Stowarzyszenia apelują o pozostawienie Pomnika Tysiąclecia Państwa Polskiego
O ponowne rozważenie decyzji o likwidacji Pomnika Tysiąclecia Państwa Polskiego apeluje do prezydenta Bydgoszczy Stowarzyszenie Architektów Polskich. A przyłączają się do tego apelu stowarzyszenia działające na rzecz miasta.
- Warto się zastanowić czy rozbierać czy pozostawić. Jest przecież ekspertyza, która mówi, że remont pomnika jest możliwy. Co prawda jest tam mowa o nieopłacalności, ale trudno mówić o opłacalności albo nie w przypadku pomników i pamiątek kultury. Liczymy, że prezydent jeszcze raz przeanalizuje całą sytuację i weźmie pod uwagę możliwość pogodzenia w tym miejscu różnych historii - zarówno tej z czasów PRL-u, żołnierzy wyklętych czy niezłomnych - mówił podczas spotkania przeciwników rozbiórki Jacek Wiśniewski, prezes bydgoskiego oddziału SARP.
Pomnik stoi na skwerze, który obecnie nosi obecnie jednego z żołnierzy niezłomnych, podporucznika Leszka Białego. By obiekt zniknął z przestrzeni miejskiej przeciwna jest także Społeczna Rada ds. Estetyki Miasta Bydgoszczy.
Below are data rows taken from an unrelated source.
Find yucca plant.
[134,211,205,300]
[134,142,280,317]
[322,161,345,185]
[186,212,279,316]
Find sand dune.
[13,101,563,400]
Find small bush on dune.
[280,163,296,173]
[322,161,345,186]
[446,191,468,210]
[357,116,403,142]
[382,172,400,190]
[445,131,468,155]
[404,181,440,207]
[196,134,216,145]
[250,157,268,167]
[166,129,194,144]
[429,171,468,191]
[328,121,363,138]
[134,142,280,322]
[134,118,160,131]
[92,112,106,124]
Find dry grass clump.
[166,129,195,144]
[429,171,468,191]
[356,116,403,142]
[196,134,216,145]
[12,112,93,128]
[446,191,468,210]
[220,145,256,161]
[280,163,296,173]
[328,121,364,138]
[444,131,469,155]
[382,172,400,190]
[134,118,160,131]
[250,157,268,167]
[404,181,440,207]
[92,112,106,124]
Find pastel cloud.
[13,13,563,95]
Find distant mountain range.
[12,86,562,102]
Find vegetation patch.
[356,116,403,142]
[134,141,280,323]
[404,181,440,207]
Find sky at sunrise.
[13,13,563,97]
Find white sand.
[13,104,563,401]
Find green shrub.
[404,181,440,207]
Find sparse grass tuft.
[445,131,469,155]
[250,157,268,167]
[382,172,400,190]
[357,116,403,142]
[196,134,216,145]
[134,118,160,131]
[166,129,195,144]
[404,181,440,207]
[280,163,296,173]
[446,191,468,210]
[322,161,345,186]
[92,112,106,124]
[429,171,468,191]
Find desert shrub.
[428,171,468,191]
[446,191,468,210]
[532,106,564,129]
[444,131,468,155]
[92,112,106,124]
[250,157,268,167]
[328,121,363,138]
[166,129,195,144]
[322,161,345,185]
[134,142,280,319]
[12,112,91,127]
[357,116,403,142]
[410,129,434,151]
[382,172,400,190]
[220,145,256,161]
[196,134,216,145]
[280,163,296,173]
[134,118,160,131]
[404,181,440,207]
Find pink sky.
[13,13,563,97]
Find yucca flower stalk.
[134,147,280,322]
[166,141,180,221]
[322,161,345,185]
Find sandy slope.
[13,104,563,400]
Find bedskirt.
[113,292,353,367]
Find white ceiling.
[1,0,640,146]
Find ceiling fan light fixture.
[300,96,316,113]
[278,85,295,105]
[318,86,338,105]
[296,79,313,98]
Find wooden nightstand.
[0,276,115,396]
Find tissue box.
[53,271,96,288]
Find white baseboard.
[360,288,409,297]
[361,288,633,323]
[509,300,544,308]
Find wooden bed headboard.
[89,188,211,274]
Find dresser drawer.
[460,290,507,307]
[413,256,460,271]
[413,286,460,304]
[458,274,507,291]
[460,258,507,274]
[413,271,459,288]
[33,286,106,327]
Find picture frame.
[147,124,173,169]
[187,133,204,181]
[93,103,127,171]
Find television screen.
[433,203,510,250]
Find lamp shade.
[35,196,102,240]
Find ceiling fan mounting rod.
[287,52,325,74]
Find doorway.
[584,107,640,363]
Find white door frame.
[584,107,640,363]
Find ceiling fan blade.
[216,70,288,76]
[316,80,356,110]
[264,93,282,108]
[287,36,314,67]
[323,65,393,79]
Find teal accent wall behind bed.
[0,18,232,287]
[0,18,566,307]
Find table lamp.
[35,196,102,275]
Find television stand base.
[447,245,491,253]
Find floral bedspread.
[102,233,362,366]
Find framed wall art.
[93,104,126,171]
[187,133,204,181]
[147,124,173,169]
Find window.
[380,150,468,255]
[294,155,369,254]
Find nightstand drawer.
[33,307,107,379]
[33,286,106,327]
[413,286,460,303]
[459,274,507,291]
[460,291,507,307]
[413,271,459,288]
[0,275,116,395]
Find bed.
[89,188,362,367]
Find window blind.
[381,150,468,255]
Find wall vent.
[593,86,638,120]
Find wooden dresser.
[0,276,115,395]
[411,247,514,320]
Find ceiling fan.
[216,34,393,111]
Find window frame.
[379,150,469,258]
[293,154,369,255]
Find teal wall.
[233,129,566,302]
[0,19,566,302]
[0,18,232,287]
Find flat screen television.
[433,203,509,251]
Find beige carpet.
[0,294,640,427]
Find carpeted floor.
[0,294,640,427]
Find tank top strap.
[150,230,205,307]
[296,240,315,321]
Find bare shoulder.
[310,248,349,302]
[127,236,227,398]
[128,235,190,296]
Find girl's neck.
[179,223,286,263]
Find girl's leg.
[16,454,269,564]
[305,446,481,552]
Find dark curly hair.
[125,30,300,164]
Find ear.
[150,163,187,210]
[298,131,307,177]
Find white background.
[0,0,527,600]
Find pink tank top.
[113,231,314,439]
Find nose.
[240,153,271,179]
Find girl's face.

- Moim zdaniem pomnik nie wywołuje żadnych złych emocji. Oczywiście jest przeszłością, ale musimy się z przyszłością mierzyć, a niekoniecznie ją niszczyć. Odnośnie idei, żeby go zburzyć ze względu na zły stan techniczny, powiem tak - miasto jest jak mieszkanie, jest jak dom i od czasu do czasu trzeba sprzątać, trzeba naprawiać, modernizować i to powinno się również robić z tego typu elementami - powiedział prof. Dariusz Markowski, szef Społecznej Rady ds. Estetyki Miasta.
Inicjatorem spotkania pod pomnikiem, z udziałem bydgoskich społeczników, było Stowarzyszenie Miłośników Zabytków Bunkier.